Public cloud providers offer resources and services to their users without the need to install any on-premise software. The provider manages the required hardware and allows users to utilize the resources they need for their projects. Whether users just need another place to store data or an entire development to develop and distribute applications, a public cloud provides the services clients need over the Internet. Their pay-as-you-use pricing model helps professionals mitigate service costs. Also, because they’re publicly available, the services are easy to deploy and implement.
These are some of the more well-known benefits of public cloud. However, using public cloud services also comes with a bunch of other perks and bonuses that you might not be aware of. To see how the public cloud creates advantages for your enterprise, read on to discover five benefits of public cloud services you might not be aware of.
Lack of maintenance responsibility
Public cloud providers fully maintain the servers and hardware necessary to operate their services. That means the user never has to worry about hardware maintenance on their end. This reduces the operational costs of managing physical hardware, but also eliminates the time spent repairing hardware issues. When compared to a private cloud architecture, where the user installs a server and hardware on their premise, the benefit of this is obvious. By shifting responsibility for server maintenance onto the public cloud provider, your IT staff will see increased efficiency.
More recent technology
When you operate your own hardware, it’s up to you to maintain your infrastructure. Sometimes, that means upgrading your existing hardware to adapt to your needs or replace non-functioning technology. This can be expensive and, depending on the unit, time-consuming to implement. By contrast, public cloud providers take care of upgrading hardware for you. Because they serve multiple users at once, they improve their hardware regularly to provide the fastest and most reliable systems.
A public cloud infrastructure operates on a multitenancy foundation, meaning that there are multiple users on a particular server at one time. Though it depends somewhat on the other users on your servers, multitenant public cloud servers are generally more secure than private cloud deployments. Public cloud providers place a large focus on security because they hold other companies’ information and data. Private cloud infrastructures, on the other hand, are maintained and secured privately by an enterprise, so they need to implement effective security strategies.
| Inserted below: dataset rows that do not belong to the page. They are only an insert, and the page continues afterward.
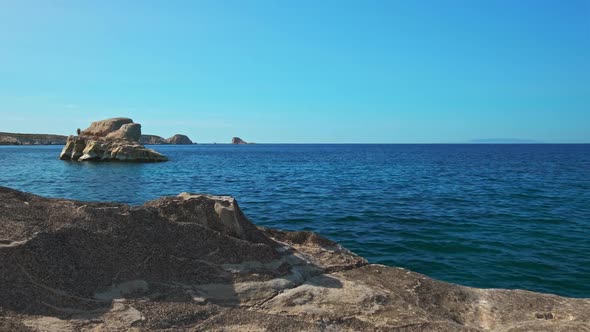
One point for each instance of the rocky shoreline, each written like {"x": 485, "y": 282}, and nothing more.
{"x": 196, "y": 263}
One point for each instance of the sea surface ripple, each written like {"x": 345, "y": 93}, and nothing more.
{"x": 494, "y": 216}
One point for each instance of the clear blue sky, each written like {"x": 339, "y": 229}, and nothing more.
{"x": 300, "y": 71}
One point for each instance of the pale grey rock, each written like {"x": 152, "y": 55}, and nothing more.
{"x": 111, "y": 140}
{"x": 152, "y": 140}
{"x": 128, "y": 131}
{"x": 179, "y": 139}
{"x": 104, "y": 127}
{"x": 196, "y": 263}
Frequent penetration testing
Penetration testing (or pen testing) involves testing a computer system, application, or infrastructure for security gaps. A pen test specifically looks for holes in the system that could let malware or hazardous data through. With a private cloud deployment, you need to perform pen tests manually or set up a software to do it automatically. Public cloud providers constantly perform pen tests to ensure their cloud environment is secure for its users.
While public cloud providers promise “five nines” in regards to availability, their servers will go down at some point. When that happens, you may assume that any data or projects stored in their cloud environment will be inaccessible. However, public cloud providers own and operate many interconnected servers and data centers in various locations. This means that one server going down doesn’t affect the ability to perform workflows or access data.